U.S. forces conducted a series of strikes today against Iran-backed militant groups in Iraq and Syria in response to last weekend's attack in Jordan that killed three U.S. soldiers.

An aerial view of the Pentagon with the Washington Monument in the background.
Photo Shoot
An aerial view of the Pentagon, Washington, D.C., May 15, 2023.
Photo By: Air Force Staff Sgt. John Wright, DOD
VIRIN: 230515-D-KY598-1341

The strikes, which were carried out by U.S. Central Command forces, included more than 85 targets across seven facilities used by groups affiliated with Iran's Islamic Revolutionary Guard Corps' Quds Force.  
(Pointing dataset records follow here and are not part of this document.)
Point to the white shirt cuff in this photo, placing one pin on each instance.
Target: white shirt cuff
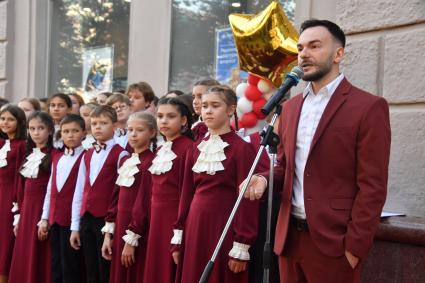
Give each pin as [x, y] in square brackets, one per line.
[240, 251]
[75, 226]
[263, 178]
[131, 238]
[108, 228]
[16, 219]
[177, 238]
[15, 207]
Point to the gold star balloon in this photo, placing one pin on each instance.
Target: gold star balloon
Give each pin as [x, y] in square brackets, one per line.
[266, 43]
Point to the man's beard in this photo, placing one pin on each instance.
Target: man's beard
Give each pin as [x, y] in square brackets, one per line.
[322, 70]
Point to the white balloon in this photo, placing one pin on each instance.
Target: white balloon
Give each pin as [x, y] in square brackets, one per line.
[240, 89]
[269, 94]
[264, 86]
[244, 105]
[238, 112]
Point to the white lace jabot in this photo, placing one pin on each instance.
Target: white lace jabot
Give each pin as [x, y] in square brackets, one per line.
[3, 153]
[211, 155]
[163, 160]
[128, 170]
[33, 161]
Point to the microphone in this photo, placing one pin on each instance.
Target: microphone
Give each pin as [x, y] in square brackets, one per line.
[291, 80]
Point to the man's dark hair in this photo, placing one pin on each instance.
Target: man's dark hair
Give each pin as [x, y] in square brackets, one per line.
[333, 28]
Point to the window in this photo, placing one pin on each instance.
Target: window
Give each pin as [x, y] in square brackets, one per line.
[89, 46]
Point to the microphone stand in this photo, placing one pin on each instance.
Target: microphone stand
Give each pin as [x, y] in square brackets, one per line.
[272, 140]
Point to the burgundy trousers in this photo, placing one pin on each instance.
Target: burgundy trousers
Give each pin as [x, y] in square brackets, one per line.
[302, 261]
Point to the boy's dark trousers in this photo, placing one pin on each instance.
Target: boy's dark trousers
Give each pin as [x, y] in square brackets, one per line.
[66, 262]
[97, 268]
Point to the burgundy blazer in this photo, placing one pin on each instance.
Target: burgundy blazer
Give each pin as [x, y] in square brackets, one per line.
[345, 178]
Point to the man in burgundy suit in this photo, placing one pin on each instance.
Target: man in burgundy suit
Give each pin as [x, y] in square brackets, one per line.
[332, 166]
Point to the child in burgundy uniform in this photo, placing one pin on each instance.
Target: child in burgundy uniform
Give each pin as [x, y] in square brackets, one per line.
[174, 121]
[122, 105]
[12, 153]
[215, 168]
[85, 111]
[58, 201]
[135, 185]
[141, 96]
[198, 128]
[31, 257]
[94, 191]
[59, 105]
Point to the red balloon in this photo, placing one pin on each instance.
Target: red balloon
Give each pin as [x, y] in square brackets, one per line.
[256, 107]
[253, 93]
[253, 79]
[249, 120]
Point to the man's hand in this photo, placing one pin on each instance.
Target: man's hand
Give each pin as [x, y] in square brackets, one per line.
[352, 259]
[256, 188]
[74, 240]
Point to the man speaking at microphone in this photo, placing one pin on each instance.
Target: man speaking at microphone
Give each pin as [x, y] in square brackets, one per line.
[332, 166]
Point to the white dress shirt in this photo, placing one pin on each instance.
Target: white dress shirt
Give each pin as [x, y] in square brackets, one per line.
[63, 169]
[311, 113]
[122, 140]
[96, 164]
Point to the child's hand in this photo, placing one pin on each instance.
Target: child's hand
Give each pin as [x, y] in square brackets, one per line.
[127, 256]
[176, 257]
[74, 240]
[237, 266]
[43, 230]
[107, 247]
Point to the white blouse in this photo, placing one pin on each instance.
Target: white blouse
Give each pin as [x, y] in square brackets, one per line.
[3, 153]
[163, 160]
[211, 155]
[32, 164]
[127, 171]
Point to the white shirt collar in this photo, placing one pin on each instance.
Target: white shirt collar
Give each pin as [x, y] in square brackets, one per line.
[329, 89]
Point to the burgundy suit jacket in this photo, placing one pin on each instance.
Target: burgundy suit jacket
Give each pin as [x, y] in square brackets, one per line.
[345, 178]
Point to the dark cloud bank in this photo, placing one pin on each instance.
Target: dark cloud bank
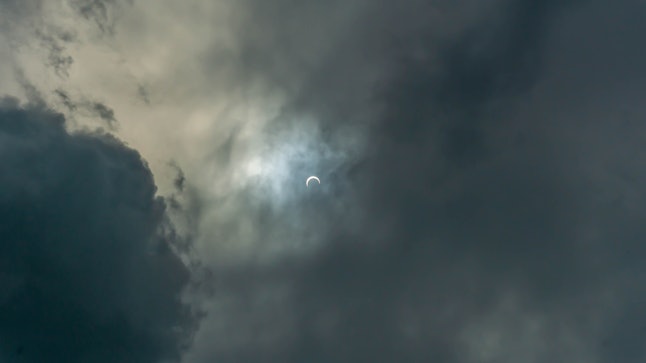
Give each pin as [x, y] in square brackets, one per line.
[501, 193]
[88, 271]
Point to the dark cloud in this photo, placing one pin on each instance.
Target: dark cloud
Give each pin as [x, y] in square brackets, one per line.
[88, 268]
[99, 11]
[495, 211]
[89, 107]
[57, 58]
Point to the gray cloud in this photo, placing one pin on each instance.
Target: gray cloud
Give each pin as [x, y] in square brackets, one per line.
[481, 163]
[89, 107]
[479, 223]
[88, 269]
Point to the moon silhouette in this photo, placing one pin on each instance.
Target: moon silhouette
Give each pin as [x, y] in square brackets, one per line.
[307, 182]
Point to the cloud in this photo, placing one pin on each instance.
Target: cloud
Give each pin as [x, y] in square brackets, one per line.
[471, 226]
[88, 269]
[481, 193]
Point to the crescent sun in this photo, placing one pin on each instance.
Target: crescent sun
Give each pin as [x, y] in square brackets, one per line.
[307, 182]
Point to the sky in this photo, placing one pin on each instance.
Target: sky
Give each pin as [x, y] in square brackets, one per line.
[482, 193]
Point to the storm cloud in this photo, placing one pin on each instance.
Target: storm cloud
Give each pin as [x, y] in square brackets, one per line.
[89, 269]
[481, 195]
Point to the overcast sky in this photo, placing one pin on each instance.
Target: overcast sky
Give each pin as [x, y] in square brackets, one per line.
[482, 168]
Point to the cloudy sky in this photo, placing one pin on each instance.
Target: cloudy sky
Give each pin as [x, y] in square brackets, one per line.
[482, 166]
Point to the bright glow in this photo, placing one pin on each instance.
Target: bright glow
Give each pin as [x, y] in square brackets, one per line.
[307, 182]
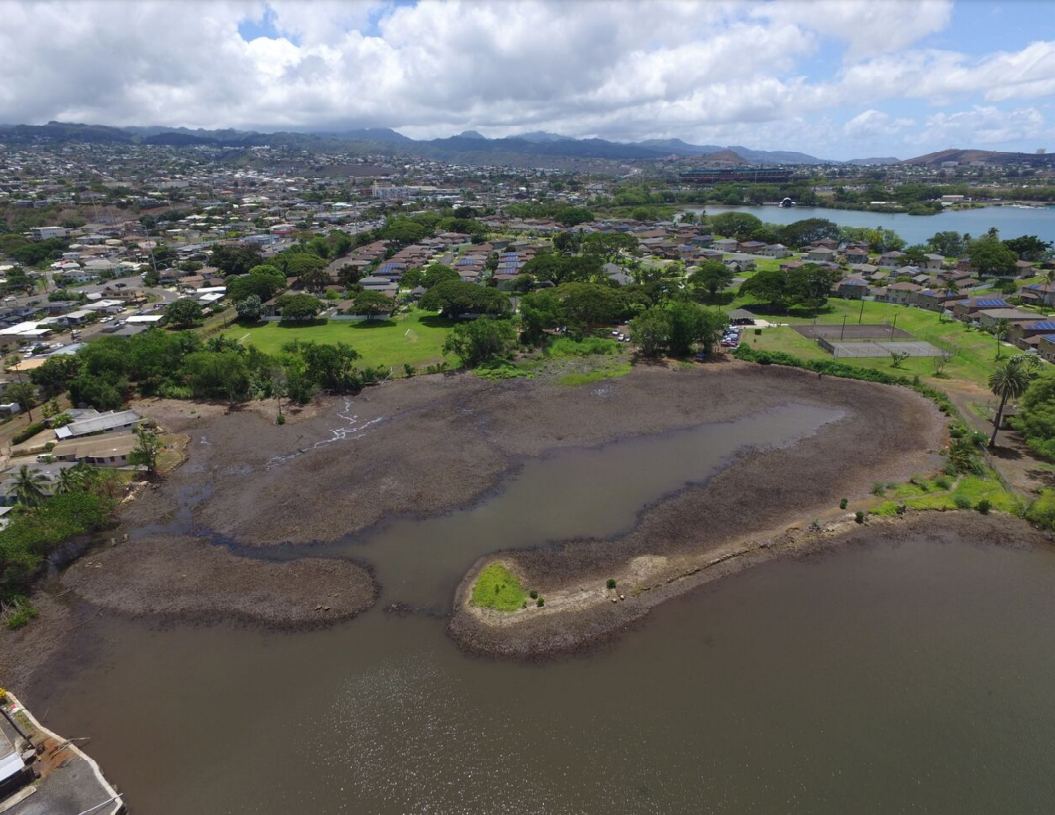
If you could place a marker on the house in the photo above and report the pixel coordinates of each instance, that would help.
(109, 450)
(1024, 269)
(890, 259)
(94, 422)
(1046, 347)
(991, 317)
(852, 288)
(936, 299)
(1037, 294)
(617, 274)
(78, 317)
(1021, 331)
(965, 310)
(821, 254)
(902, 293)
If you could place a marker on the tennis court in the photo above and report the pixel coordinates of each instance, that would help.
(849, 333)
(875, 348)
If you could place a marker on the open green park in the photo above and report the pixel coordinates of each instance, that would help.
(410, 338)
(975, 350)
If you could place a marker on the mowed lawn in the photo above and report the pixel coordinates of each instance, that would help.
(974, 361)
(416, 338)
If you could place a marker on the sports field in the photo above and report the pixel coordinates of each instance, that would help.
(416, 338)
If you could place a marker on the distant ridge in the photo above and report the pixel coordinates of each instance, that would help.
(989, 156)
(534, 148)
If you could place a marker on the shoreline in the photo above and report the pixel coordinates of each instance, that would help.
(475, 433)
(578, 620)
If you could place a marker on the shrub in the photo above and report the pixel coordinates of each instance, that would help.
(23, 612)
(29, 432)
(1041, 511)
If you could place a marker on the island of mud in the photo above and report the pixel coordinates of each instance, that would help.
(200, 545)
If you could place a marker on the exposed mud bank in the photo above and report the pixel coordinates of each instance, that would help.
(577, 618)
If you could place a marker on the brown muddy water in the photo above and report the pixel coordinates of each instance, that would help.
(910, 678)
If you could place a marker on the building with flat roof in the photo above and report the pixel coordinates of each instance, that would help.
(99, 423)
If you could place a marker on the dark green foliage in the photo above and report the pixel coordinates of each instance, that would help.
(33, 534)
(298, 307)
(481, 340)
(737, 225)
(234, 259)
(457, 297)
(265, 282)
(803, 233)
(29, 432)
(184, 313)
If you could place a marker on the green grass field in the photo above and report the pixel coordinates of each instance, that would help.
(497, 587)
(416, 338)
(974, 361)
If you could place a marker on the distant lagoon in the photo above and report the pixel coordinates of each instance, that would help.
(916, 229)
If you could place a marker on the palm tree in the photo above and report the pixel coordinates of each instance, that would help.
(951, 291)
(30, 486)
(1000, 331)
(1010, 381)
(70, 480)
(25, 392)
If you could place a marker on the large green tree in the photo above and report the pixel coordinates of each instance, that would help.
(184, 313)
(990, 256)
(481, 340)
(711, 276)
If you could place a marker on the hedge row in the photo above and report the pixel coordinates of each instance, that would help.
(842, 370)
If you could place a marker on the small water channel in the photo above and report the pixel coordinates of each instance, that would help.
(910, 678)
(595, 492)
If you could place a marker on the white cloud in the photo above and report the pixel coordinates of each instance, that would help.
(873, 122)
(730, 71)
(982, 125)
(869, 27)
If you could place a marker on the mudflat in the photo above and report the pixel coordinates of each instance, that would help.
(428, 445)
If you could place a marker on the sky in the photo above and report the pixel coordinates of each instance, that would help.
(835, 78)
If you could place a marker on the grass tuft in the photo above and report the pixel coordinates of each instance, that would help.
(497, 587)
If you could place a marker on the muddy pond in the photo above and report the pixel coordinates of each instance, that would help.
(881, 678)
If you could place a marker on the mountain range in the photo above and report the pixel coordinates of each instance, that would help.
(470, 147)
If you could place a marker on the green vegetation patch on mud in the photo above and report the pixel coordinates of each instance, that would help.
(497, 587)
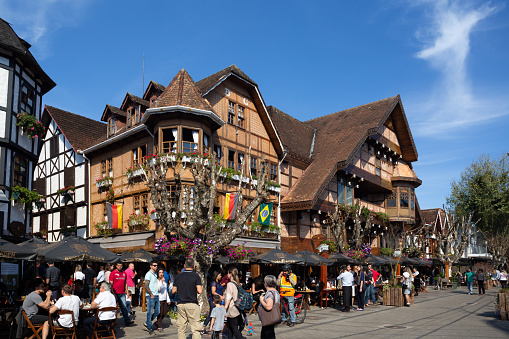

Those targets included command and control centers, intelligence facilities and weapons storage facilities used by the Iran-backed militias to attack U.S. and coalition forces.  

President Joe Biden said in a statement that the strikes were the first in a series of actions by the U.S. in response to the attack in Jordan.  

"Our response began today," he said.  "It will continue at times and places of our choosing."

"The United States does not seek conflict in the Middle East or anywhere else in the world," he said. "But let all those who might seek to do us harm know this: If you harm an American, we will respond." 

Secretary of Defense Lloyd J. Austin III echoed the president's resolve to hold the Iran-backed groups accountable.  

"This is the start of our response," Austin said. 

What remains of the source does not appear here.